Proof for divisibility by $7$
$$5(\overline{a_1a_2\ldots a_n})=50(\overline{a_1a_2\ldots a_{n-1}})+5a_n=\overline{a_1a_2\ldots a_{n-1}}-2a_n\pmod{7}$$
Let $x$ be the number you gave, with the full $n$ digits, and let $y$ be the number whose decimal representation is obtained by removing the last digit, namely $a_n$, of $x$.
The following equation is clear: $$x=10y +a_n.$$
Note that $10y +a_n$ is divisible by $7$ iff $20y+2a_n$ is divisible by $7$.
But $20y+2a_n$ is divisible by $7$ iff $-y+2a_n$ is divisible by $7$ (I subtracted $21y$), and this is the case if and only if $y-2a_n$ is divisible by $7$. That's exactly what we wanted to show.
We can write the above stuff using the language of congruences if we wish.
About iff: I slipped into jargon. The word (?) "iff" abbreviates "if and only if."
HINT $\rm\qquad 7\ |\ 10\ y + x\ \iff\ 7\ |\ y-2\ x\ \ \:$ since $\rm\:\ -2\ (10\ y + x)\ \equiv\ y - 2\ x\ \ (mod\ 7)$
i.e. lines $\rm\ -10\ y = x\ $ and $\rm\ y = 2\ x\ $ are equivalent over $\rm\:\mathbb Z/7\:,$ differing by a unit scaling (of $2$).
Regarding divisibility by 7 I created an algorithm that must be applied repetitively to each period of a large number. If the last sum results in a multiple of 7 then the tested number is also a multiple of 7, otherwise it is not. The sum of each period must be added to the sum of the next period.
N = abc
algorithm: – ( (x) + a + b + c + (y) ) mod 7
(x) must be mentally inserted before the hundreds and (y) must be mentally inserted after the ones in such a way that 7 divides both (x)a and c(y). In this rule no digits are inserted before or after the tens.
Numerical examples:
1) N = 462; – ( (1) + 4 + 6 + 2 + (1) ) mod 7 ≡ Ø
2) N = 863; – ( (2) + 8 + 6 + 3 + (5) ) mod 7 ≡ 4
3) N = 1.554; – ( 1 + (4) ) mod 7 ≡ 2; – ( 2 + (3) + 5 + 5 + 4 + (2) ) mod 7 ≡ Ø
4) N = 68.318; – ( 6 + 8 + (4) ) mod 7 ≡ 3; – ( 3 + (6) + 3 + 1 + 8 +(4) ) mod 7 ≡ 3
5) N = 852.655; – ( (2) + 8 + 5 + 2 + (1) ) mod 7 ≡ 3; – ( 3 + (5) + 6 + 5 + 5 + (6) ) mod 7 ≡ 5
To determine the remainder take the digit that forms with the last sum a multiple of 7. Remainders of the second, fourth and fifth examples:
2) Last sum is 4 → 4(2); 2 is the remainder 4) Last sum is 3 → 3(5); 5 is the remainder 5) Last sum is 5 → 5(6); 6 is the remainder
The application of this rule must be performed in a dynamic way.

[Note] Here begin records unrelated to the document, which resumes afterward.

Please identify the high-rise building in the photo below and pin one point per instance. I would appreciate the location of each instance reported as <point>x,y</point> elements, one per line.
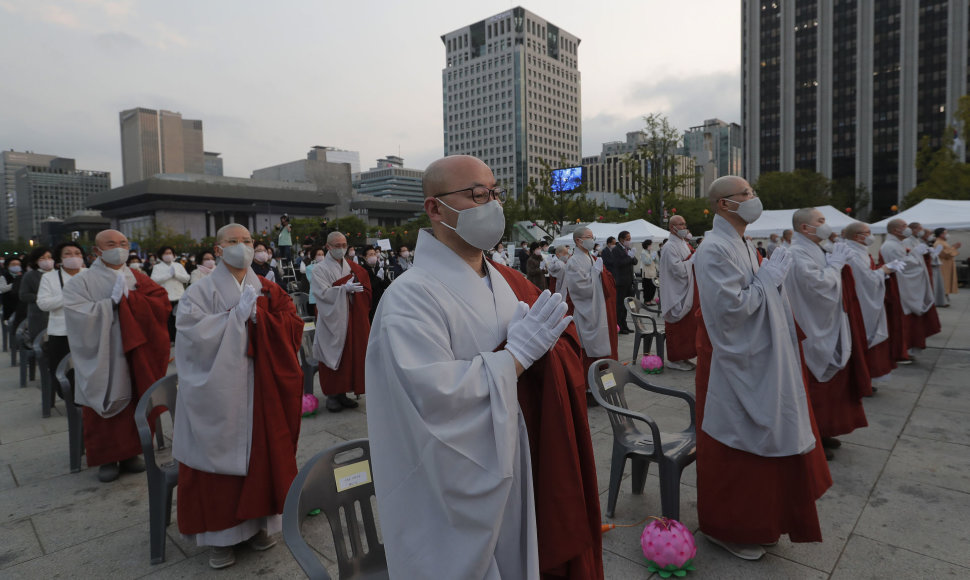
<point>154,142</point>
<point>11,162</point>
<point>511,87</point>
<point>56,190</point>
<point>849,87</point>
<point>715,148</point>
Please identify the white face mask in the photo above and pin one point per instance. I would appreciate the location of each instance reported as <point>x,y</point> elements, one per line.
<point>114,256</point>
<point>749,210</point>
<point>238,255</point>
<point>481,226</point>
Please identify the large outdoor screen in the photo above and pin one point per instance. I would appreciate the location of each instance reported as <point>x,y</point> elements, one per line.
<point>566,179</point>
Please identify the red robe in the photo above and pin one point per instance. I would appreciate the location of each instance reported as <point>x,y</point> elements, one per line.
<point>349,376</point>
<point>143,317</point>
<point>681,335</point>
<point>210,502</point>
<point>747,498</point>
<point>553,402</point>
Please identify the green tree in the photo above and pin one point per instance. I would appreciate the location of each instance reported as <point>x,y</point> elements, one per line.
<point>654,170</point>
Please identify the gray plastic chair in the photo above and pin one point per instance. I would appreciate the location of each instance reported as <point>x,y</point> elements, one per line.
<point>308,363</point>
<point>162,478</point>
<point>46,381</point>
<point>645,328</point>
<point>672,452</point>
<point>315,487</point>
<point>75,423</point>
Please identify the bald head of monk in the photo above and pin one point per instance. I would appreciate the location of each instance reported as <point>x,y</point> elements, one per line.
<point>806,221</point>
<point>896,227</point>
<point>450,186</point>
<point>112,247</point>
<point>726,194</point>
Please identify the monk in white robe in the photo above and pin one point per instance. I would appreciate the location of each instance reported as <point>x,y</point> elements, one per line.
<point>117,325</point>
<point>586,285</point>
<point>239,402</point>
<point>870,287</point>
<point>678,296</point>
<point>450,441</point>
<point>915,293</point>
<point>342,292</point>
<point>814,288</point>
<point>759,469</point>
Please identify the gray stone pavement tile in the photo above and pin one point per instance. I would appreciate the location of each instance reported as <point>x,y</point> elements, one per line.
<point>950,426</point>
<point>946,397</point>
<point>867,559</point>
<point>931,462</point>
<point>18,543</point>
<point>923,518</point>
<point>122,554</point>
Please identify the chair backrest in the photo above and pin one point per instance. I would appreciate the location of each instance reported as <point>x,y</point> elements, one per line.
<point>162,394</point>
<point>300,300</point>
<point>338,482</point>
<point>65,377</point>
<point>608,379</point>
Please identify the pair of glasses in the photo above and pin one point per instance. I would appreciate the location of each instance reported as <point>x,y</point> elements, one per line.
<point>481,194</point>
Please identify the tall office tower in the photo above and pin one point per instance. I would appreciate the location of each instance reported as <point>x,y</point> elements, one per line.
<point>56,190</point>
<point>154,142</point>
<point>11,162</point>
<point>511,95</point>
<point>849,87</point>
<point>715,148</point>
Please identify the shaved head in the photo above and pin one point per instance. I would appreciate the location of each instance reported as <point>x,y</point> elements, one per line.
<point>724,187</point>
<point>231,230</point>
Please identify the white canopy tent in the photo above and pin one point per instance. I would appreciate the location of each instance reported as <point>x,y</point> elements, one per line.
<point>775,221</point>
<point>953,214</point>
<point>639,230</point>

It is not necessary to write the inserted numbers; all you need is to add the written numbers and the mentally inserted numbers at sight, determine the difference of each sum and its next multiple of 7 (inverse additive) and go ahead till the value of the last inserted digit is added.
The bureaucratic application of the algorithm certainly will not be as quick as its dynamic application.

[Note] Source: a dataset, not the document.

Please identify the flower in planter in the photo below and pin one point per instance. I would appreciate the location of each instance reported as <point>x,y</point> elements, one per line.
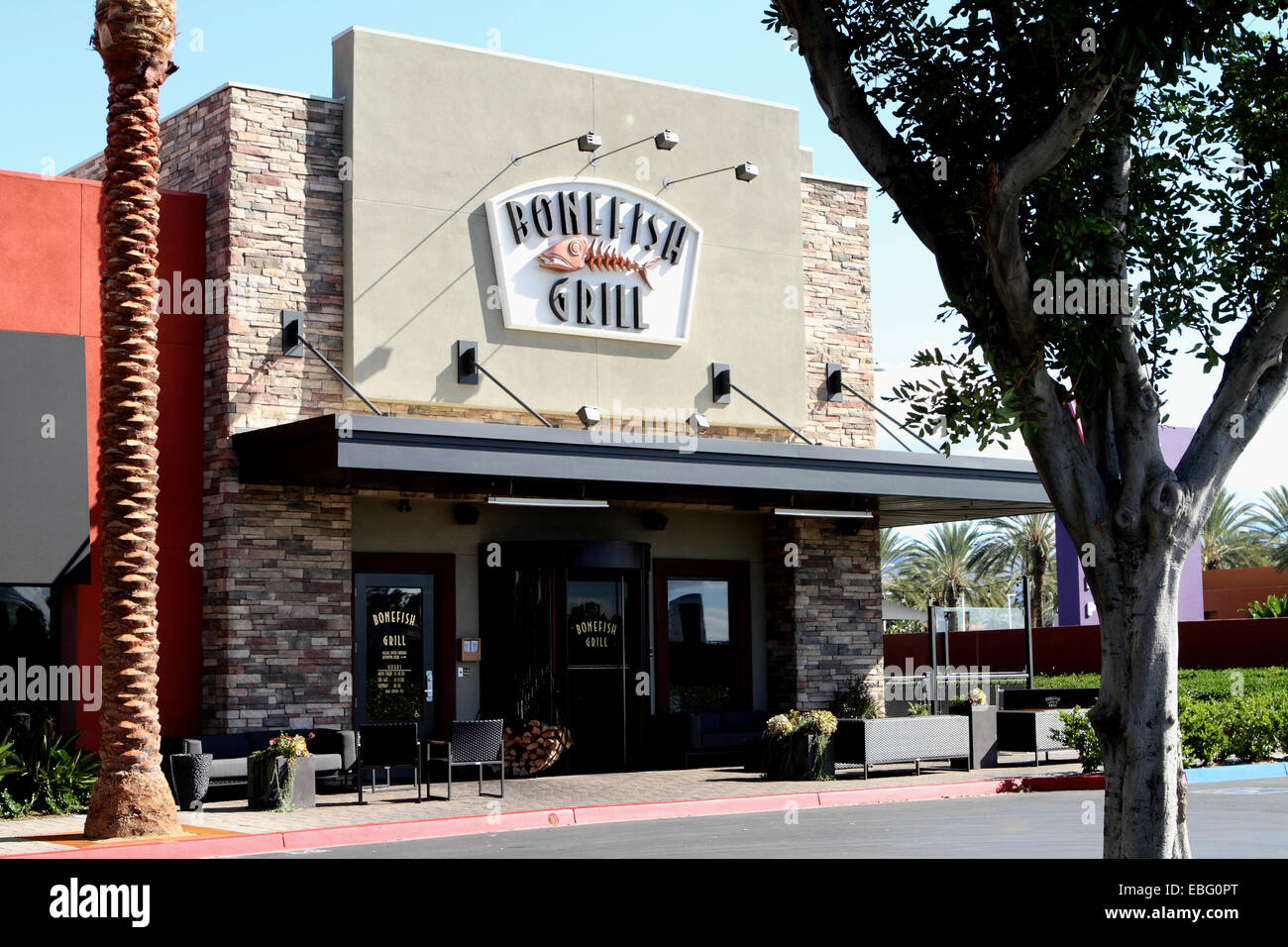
<point>780,725</point>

The rule works because before the use of the inverse additive the values of the digits of the first three digits are multiplied respectively by 3, 1 and 5; after the inverse additive the multipliers change to 4, 6 and 2. Each group of 6 digits of a number are multiplied by 4,6,2,3,1 and 5. These are the remainders determined by Pascal’s criterion regarding divisibility by 7.
In my blogspot I explain how easy is to create new real rules for divisibility by 7 and other aspects of my research. This is the first real rule for divisibility by 7 created by me.
English is not my native language and I am not a Mathematician.